The legendary fighter, the love of Naeva’s life, makes his way toward the stage with awed faces at his front and guns at his back. But he sees none of it—the only thing he sees is Naeva and the man threatening to kill her. His dark eyes churn with retribution; his fists are like iron hammers down at his sides, held in place by muscled arms and shoulders that appear to have been carved from stone; his face, filled with violence and fury, somehow appears soft, and young, with finely-chiseled cheekbones and perfectly-shaped lips. For a moment, I mourn him—what a waste it will be to see such a creature killed by such a beast.

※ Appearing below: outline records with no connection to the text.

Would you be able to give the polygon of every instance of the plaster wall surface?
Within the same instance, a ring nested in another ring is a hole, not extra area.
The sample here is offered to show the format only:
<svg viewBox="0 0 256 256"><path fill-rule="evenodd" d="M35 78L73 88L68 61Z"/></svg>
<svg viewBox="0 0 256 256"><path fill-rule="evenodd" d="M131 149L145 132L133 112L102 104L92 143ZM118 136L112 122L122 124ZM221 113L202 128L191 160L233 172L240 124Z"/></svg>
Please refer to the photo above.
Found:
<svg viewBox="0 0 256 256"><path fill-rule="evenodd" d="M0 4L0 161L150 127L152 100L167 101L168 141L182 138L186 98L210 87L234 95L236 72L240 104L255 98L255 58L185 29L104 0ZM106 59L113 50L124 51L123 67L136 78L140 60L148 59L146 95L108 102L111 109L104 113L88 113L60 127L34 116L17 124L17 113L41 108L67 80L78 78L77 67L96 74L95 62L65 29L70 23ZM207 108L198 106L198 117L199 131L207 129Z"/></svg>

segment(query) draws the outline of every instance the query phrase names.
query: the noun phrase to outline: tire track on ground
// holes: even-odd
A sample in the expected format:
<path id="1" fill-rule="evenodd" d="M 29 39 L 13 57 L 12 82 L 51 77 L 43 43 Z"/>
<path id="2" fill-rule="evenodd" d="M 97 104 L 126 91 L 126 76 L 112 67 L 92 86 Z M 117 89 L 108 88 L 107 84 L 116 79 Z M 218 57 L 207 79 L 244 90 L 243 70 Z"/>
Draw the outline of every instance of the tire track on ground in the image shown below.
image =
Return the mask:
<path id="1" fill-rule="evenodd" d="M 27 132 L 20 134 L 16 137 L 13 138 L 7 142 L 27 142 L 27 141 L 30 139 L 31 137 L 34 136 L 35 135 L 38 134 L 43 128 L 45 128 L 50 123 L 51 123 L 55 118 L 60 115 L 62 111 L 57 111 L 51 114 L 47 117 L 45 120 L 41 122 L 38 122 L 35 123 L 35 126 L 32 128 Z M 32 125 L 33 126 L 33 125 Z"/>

Without a word, Leo Moreno makes it to the first set of tables next to the stage, and in a flash, before any trigger behind him can be pulled, he rounds on the guard closest to him, drives a sharp elbow into his face with a crack! and grabs the gun from his hands. Another one-second flash and Jorge Ramirez, sitting at the table nearest Leo, is now pressed against Leo’s chest, the barrel of the gun shoved against Jorge’s temple—it all happened so fast I’m still trying to grasp it.

“Let Naeva go, or I kill this one…first,” Leo speaks in accented English, and a wave of excited whispers blankets the theatre.

“Leo—”

Joaquin shoves the barrel of his gun deeper into Naeva’s throat, cutting off her cries; his smile is menacing as he looks down at Leo from atop the stage.

“You won’t kill him,” Joaquin taunts; he moves his head to indicate the crowd. “You’re outnumbered.”